Our home for a week
View to the back (a field of tobacco?)
View to one side. Can just about see the nearest neighbours!
All around the property, there were rosemary plants: not just polite little potted shrubs that we grow in our gardens for some fresh herbs but thick, gnarly, ancient plants that had grown into fragrant hedges. To release the most wonderful smells, one had only to run a hand over their foliage. Needless to say, rosemary featured in one of the meals that we cooked - it would have been rude not to!

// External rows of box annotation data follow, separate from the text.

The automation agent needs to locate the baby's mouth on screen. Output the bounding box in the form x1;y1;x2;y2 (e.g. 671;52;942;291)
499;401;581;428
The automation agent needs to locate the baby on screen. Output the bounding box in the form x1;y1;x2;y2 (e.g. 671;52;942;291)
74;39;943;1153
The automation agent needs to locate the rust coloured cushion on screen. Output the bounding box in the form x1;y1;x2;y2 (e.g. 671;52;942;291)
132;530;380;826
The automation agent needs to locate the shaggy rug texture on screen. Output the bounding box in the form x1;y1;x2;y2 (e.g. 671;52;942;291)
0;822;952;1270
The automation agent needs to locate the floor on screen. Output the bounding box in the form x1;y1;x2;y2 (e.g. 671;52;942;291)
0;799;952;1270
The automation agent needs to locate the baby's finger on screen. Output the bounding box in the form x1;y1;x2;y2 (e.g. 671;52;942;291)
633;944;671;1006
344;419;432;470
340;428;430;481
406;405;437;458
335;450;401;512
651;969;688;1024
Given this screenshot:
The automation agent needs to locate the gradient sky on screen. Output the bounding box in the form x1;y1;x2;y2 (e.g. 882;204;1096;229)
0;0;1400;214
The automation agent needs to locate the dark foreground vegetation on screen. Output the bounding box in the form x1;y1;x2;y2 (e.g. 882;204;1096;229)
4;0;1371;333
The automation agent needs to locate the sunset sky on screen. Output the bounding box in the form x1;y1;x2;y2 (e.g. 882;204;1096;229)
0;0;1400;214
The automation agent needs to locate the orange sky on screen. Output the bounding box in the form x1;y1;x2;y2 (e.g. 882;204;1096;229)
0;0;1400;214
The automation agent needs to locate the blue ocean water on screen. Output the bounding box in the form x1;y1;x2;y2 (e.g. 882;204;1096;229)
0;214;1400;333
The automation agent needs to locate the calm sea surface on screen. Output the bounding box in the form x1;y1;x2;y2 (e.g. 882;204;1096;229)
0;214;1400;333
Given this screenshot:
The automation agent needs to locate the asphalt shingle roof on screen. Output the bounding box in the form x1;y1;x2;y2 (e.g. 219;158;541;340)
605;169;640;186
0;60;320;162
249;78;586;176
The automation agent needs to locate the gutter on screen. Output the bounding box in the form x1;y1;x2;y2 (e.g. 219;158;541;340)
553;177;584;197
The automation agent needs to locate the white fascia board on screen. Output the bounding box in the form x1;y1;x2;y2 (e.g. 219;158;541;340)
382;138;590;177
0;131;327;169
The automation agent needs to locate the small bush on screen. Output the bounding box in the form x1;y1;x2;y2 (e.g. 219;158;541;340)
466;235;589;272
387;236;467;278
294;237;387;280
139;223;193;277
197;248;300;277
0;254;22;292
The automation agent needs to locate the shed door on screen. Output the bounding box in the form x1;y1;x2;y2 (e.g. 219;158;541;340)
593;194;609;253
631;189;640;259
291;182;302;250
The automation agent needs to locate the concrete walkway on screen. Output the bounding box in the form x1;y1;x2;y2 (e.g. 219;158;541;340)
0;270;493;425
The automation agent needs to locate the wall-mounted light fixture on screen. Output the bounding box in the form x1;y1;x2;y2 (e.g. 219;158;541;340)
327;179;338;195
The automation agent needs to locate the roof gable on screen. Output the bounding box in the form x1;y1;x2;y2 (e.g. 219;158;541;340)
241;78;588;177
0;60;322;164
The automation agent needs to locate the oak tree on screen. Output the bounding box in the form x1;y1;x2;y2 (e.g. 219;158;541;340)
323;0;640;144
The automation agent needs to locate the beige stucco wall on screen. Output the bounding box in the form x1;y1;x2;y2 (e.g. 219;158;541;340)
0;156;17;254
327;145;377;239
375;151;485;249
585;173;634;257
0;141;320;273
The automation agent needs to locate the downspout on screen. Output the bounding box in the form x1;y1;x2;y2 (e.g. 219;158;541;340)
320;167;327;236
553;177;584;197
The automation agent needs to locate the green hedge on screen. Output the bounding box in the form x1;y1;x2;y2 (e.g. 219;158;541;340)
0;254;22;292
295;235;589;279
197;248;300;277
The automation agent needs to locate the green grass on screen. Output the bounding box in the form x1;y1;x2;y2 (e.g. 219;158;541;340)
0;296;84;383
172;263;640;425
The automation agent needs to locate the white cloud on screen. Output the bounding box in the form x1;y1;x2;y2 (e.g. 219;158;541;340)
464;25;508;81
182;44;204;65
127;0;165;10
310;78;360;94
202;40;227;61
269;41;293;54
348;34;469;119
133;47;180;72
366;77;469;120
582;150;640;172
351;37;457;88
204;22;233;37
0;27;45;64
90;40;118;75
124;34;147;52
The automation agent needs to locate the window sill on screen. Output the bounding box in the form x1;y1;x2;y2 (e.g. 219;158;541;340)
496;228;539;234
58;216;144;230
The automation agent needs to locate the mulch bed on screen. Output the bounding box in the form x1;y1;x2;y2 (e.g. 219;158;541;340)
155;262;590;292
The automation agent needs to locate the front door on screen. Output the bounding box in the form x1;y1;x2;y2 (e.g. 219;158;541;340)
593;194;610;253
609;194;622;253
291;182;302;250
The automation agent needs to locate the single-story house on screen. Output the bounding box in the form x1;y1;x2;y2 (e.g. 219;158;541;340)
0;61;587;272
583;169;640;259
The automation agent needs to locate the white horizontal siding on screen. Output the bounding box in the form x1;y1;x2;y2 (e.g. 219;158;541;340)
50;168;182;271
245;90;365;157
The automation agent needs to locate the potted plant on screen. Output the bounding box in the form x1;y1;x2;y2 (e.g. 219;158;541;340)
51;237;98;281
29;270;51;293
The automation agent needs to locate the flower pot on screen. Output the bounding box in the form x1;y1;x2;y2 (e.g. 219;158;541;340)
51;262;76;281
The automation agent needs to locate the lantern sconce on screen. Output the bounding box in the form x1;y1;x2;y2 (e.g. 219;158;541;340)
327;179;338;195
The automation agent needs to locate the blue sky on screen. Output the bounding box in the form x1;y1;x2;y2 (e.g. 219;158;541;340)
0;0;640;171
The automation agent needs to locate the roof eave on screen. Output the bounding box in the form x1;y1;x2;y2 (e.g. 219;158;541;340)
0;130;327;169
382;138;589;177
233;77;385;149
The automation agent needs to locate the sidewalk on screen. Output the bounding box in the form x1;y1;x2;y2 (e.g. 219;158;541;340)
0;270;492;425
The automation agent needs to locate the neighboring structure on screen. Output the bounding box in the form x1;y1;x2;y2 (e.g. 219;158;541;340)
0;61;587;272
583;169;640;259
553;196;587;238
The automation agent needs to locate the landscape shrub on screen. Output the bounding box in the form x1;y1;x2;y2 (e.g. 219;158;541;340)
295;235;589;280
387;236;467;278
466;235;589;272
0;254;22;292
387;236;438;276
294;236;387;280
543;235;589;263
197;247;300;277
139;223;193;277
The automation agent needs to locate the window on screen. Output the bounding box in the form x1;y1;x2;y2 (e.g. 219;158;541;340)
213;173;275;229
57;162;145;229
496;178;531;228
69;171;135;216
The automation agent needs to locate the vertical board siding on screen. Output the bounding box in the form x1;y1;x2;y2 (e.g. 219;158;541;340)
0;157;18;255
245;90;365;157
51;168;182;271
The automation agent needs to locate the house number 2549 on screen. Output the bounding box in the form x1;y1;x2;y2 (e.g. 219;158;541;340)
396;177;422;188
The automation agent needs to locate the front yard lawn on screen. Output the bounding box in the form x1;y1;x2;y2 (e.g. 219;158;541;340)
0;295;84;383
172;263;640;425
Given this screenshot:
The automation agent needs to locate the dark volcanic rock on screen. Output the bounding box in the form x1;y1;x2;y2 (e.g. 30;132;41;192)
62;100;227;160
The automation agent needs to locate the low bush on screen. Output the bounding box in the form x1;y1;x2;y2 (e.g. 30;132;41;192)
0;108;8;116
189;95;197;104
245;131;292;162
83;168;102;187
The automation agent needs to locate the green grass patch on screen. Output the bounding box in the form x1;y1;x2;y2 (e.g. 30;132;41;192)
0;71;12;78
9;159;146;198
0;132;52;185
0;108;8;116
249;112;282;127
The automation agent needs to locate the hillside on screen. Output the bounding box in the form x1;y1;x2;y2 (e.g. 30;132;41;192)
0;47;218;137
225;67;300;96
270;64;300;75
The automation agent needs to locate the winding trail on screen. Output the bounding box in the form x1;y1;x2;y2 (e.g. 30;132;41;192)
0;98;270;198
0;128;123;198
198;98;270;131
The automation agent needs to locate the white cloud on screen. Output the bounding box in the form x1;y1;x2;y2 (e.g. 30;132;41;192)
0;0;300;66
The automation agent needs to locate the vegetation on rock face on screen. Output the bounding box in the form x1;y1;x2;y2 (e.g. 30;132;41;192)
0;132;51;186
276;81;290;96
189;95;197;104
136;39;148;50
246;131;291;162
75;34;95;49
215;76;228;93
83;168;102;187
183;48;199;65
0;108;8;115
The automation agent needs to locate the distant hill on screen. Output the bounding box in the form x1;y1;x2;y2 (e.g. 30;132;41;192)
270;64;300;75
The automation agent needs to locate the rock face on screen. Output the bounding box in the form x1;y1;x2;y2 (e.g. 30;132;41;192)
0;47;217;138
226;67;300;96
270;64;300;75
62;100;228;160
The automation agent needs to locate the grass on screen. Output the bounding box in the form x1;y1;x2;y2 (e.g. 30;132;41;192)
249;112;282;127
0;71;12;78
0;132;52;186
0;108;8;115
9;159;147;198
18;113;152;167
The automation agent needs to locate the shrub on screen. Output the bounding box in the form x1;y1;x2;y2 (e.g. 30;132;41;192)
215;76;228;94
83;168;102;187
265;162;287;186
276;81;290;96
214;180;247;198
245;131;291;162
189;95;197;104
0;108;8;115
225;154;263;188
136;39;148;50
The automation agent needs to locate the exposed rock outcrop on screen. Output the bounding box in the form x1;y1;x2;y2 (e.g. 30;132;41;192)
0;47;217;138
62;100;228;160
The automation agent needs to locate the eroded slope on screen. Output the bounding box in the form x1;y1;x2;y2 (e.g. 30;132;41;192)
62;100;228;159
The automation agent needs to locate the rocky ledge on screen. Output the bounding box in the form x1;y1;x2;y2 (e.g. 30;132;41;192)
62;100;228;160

Inside, the villa was spacious and pretty well-appointed with a choice of three dining areas: very informal (kitchen), quite informal (a covered area adjoining the kitchen that could be opened onto to the garden) and completely alfresco, the preferred option for meals when it was dry. It has to be admitted here that, alongside the very, very good weather, there were a couple of wet periods. And when I say wet, I mean ‘wet’ as in Noah and the Ark, virtually. In fact, the first day it rained, we suddenly found that quaint properties sometimes have little faults. In this case, some of the seals where a sloping roof butted against a wall were obviously less than sealed and we found water running down the wall, a shower on the main staircase and a lake forming behind one of the sofas in the living room! However, we decided not to panic as a) the floors were all stone tiled, so no wood to warp or rot and b) this was pretty definitely a problem that happened whenever the rains came. Rain is probably inevitable in Umbria as the region is so lushly green. If you are looking for sun 7 days a week, head further south but the colour pallette will not contain such a variety of greens.
All in, it was a relaxing week although we did not stick solely to turning ourselves lobster-red by the pool. We took a day trip out to Gubbio, a lovely medieval town just north of Perugia and, on another day, drove a circuit taking in Lake Trasimeno, Citta della Pieve and Orvieto. Pieve is an old walled town with lots of character and many, many churches. It also claims ’the narrowest alley in Italy’ in Vicolo Baciadonne (Kisswomen Passage) which is less than half a metre wide at its narrowest. Orvieto too is a beautiful town with a striking duomo at its heart, the external colours of which (striped in light and dark stone) reminded me of the duomo in Siena. In fact, the colour palatte of the area is gorgeous: the greenery (numerous woodlands, young crops in the fields, hedges) against the light, sandy-coloured earth, the light rose of building walls, the darker tones of the sun-bleached curved terracotta roof tiles and, standing out aganst all, the bone white of civic and religious infrastructure. However, along with a feast for the eyes comes a test for the muscles, mainly those powering the legs. I thought Ramsbottom was hilly but it has nothing on these towns: everything one might wish to see involves steep ascents on cobbled paths. As you stagger ever upwards, sweating and daring not to look at how far you still need to climb, you need to remain vigilant for cars, vans and, of course, scooters. There are virtually no areas in these old towns that are 'pedestrian only’ as the streets are too narrow to cater for such niceties. You can only pray that God is protecting you, the poor pilgrim, as you progress slowly to the architectural gem that (invariably) sits at the highest point in the region.
One final note: aside from the man-made beauty that we got to see during our week in the villa, there are two memorable moments that were provided by nature. Firstly, sitting outside following a meal, we carried on talking and opened another bottle of wine as the sun went down. Although there were meant to be external lights, we never did find out how to turn them on so, after a time, we found ourselves sitting out with just enough light to enable us to find our wine glasses. Suddenly we saw first one, then two or three and finally, many, many firelies were flitting between plants around us, a magical display of natural fairy lights! Secondly, preceding a storm, we were treated to an hour or more of lightning flashing among the dark clouds of the afternoon sky before we had to move inside as the rain began. That show was good but the sounds that accompanied it were even better: throughout that period, there was virtually no break in the sound of thunder. While the flashes were numerous, they remained discrete, but there was no way of knowing when one thunderclap began and another ended, an endless gigantic ‘grumbling’ in the hills around us. Truly, that was rolling thunder.